All told, including all four over-the-top cable services noted here plus the streaming cable customers AT&T lost, the digital cable business added over 1.5 million customers during the three-month stretch ending in September. Perhaps more important, digital cable providers picked up more customers last quarter than conventional, linear cable lost. Perhaps most important of all, last quarter's subscriber gains extend -- and accelerate -- progress that started to gel a couple of years ago.
Connecting the dots
This underlying trend speak volumes. Consumers may be eschewing cable television piped into their homes by coaxial cords due to sky-high prices. But they seem to be tolerant of streaming cable alternatives like FuboTV and Sling TV.
Two factors may be in play.
One of them is price. While YouTube TV's monthly price of $64.99 and Hulu + Live's starting price point of $54.99 aren't quite living up to the previous full promise of cost-effective skinny bundles (and a la carte options), digital cable is indeed proving to be more affordable than "regular" cable. DoxoINSIGHTS suggests the average monthly cable bill in the United States now stands at $109, nearly $40 of which Consumer Reports says are cable fees that are otherwise avoided by using streaming cable alternatives.

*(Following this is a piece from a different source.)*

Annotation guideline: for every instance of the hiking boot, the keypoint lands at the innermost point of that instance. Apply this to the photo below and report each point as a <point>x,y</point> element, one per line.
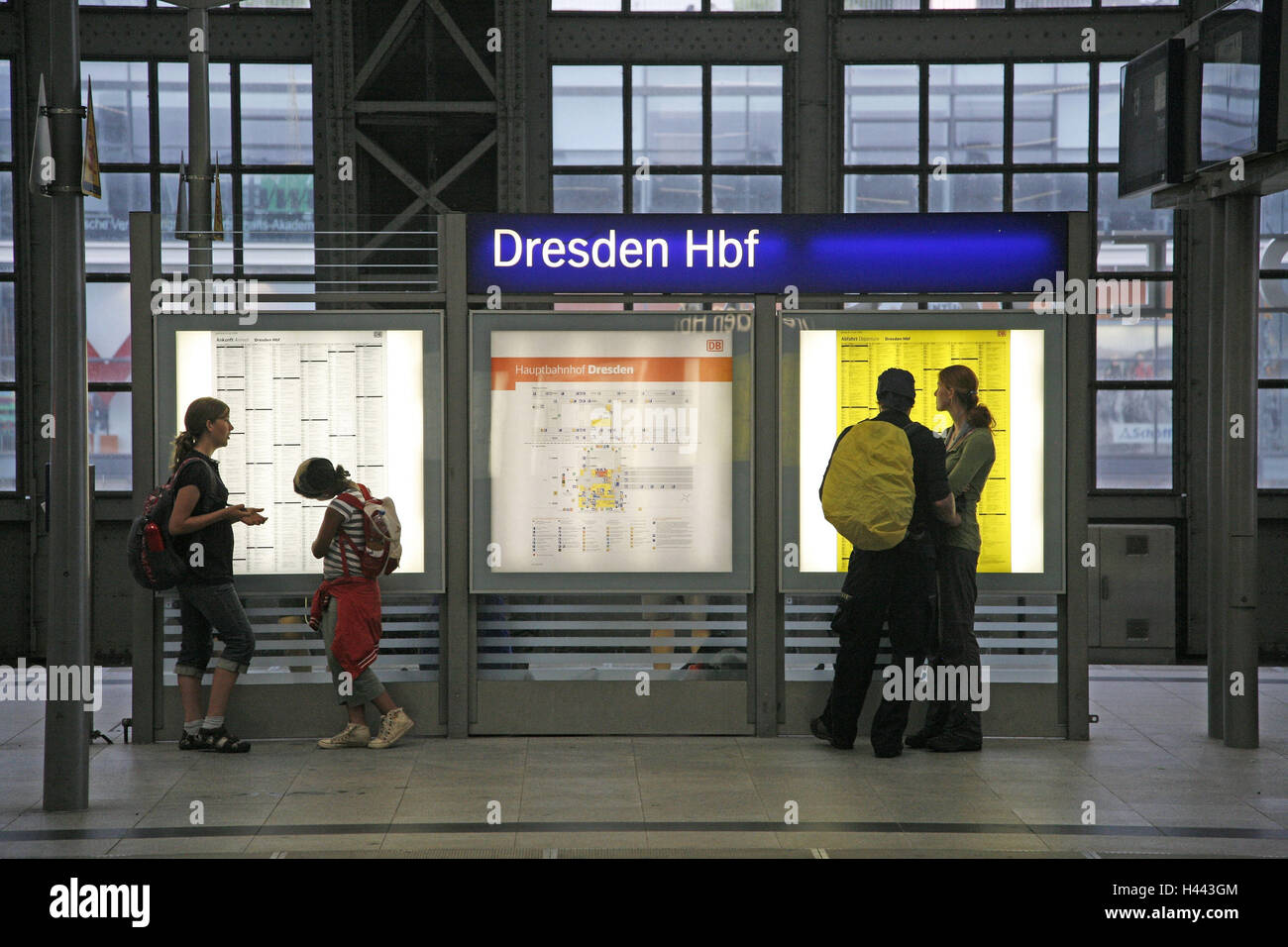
<point>823,732</point>
<point>353,735</point>
<point>393,727</point>
<point>921,738</point>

The other element at work here is most likely to be flexibility. Whereas consumers may have a limited choice of conventional cable providers where they live, as long as they have broadband internet they can select whichever streaming cable service they like. With more available options, consumers are more likely to find a solution that's more compelling than their local cable provider's offerings.
Regardless of customers' reasoning, cable powerhouses like Comcast and Charter Communications' (CHTR -0.89%) Spectrum can't exactly say the cable market is simply shrinking. It's changing, to be sure. It's just that not all cable companies are doing enough to change with it. Comcast may want to think beyond Peacock, and AT&T may want to think beyond HBO Max.